O desenvolvimento de novos medicamentos terá um papel importante na criação dessa geração centenária. “Com o volume de novas tecnologias que estão por vir, seremos mais efetivos no tratamento de doenças e na redução de complicações médicas”, afirma Felipe Marques Gonçalves, médico e executivo para estratégia de medicamentos biológicos na farmacêutica americana AbbVie. As razões para o otimismo estão em evidências históricas. Em 1900, nos Estados Unidos, casos comuns de diarreia correspondiam à terceira causa de morte humana. É algo impensável nos dias atuais, com antibióticos disponíveis em qualquer farmácia. Estudos internacionais mostram que, de 1986 a 2000, 40% do aumento da expectativa de vida ocorreu em razão de remédios inovadores, que diminuíram em 33% a taxa de mortalidade por doenças cardiovasculares e foram responsáveis por 83% do aumento do tempo de vida dos pacientes com câncer.

Os novos medicamentos representarão uma revolução na maneira como as doenças são tratadas. Os comprimidos e as soluções injetáveis atuais têm impacto em todo o organismo e provocam efeitos colaterais, como náuseas, dor de cabeça e alergias. A tática possível até aqui foi, para tratar uma área doente, atacar todo o corpo. No entanto, a indústria farmacêutica começa a colher frutos no desenvolvimento da terapia de precisão, por meio da qual apenas a área doente é tratada, reduzindo efeitos indesejáveis e aumentando a eficácia. Isso abre uma janela especial para os tratamentos contra o câncer, oferecendo uma nova opção aos atuais protocolos de tratamento, como a quimioterapia ou a radioterapia, que são altamente invasivos e têm muitos efeitos colaterais.

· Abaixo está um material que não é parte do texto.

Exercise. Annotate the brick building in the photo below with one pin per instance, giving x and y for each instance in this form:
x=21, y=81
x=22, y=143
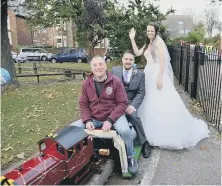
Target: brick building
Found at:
x=179, y=25
x=18, y=31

Uma das apostas da medicina é um tratamento que faz o próprio corpo atacar os tumores, uma área chamada de imuno-oncologia. O corpo humano tem moléculas que acionam o sistema de defesa quando necessário, mas as células do câncer, espertamente, conseguem desativar esse sistema de proteção. A nova técnica reativa as moléculas vigilantes, que dão um sinal verde para que as células de defesa ataquem as células cancerígenas. O mecanismo tem efeitos colaterais mais brandos, e com ele é possível tratar pacientes em que o câncer está em estágio avançado e se espalhou pelo corpo.

Os primeiros estudos sobre esse tratamento são de 1790, quando um grupo de cientistas começou a ativar o sistema imunológico contra tumores, mas só em 1980 uma medicação foi aprovada. Nos últimos cinco anos, as pesquisas levaram ao lançamento de novos remédios. Em 2016, a Sociedade Americana de Oncologia Clínica elegeu a imuno-oncologia como o maior avanço do ano contra o câncer. Estudos mostram que, no caso de um câncer de pele avançado, em que 75% dos pacientes morrem um ano após o diagnóstico, o novo método de tratamento proporciona uma sobrevida ao paciente de quatro anos. “O outro lado da moeda é que, quanto mais a pessoa vive, mais câncer ela pode ter”, diz Roger Miyake, diretor médico da farmacêutica americana Bristol-Myers Squibb no Brasil. A ideia é que esse tratamento combata a maior quantidade de tumores possível, transformando o câncer em uma doença crônica.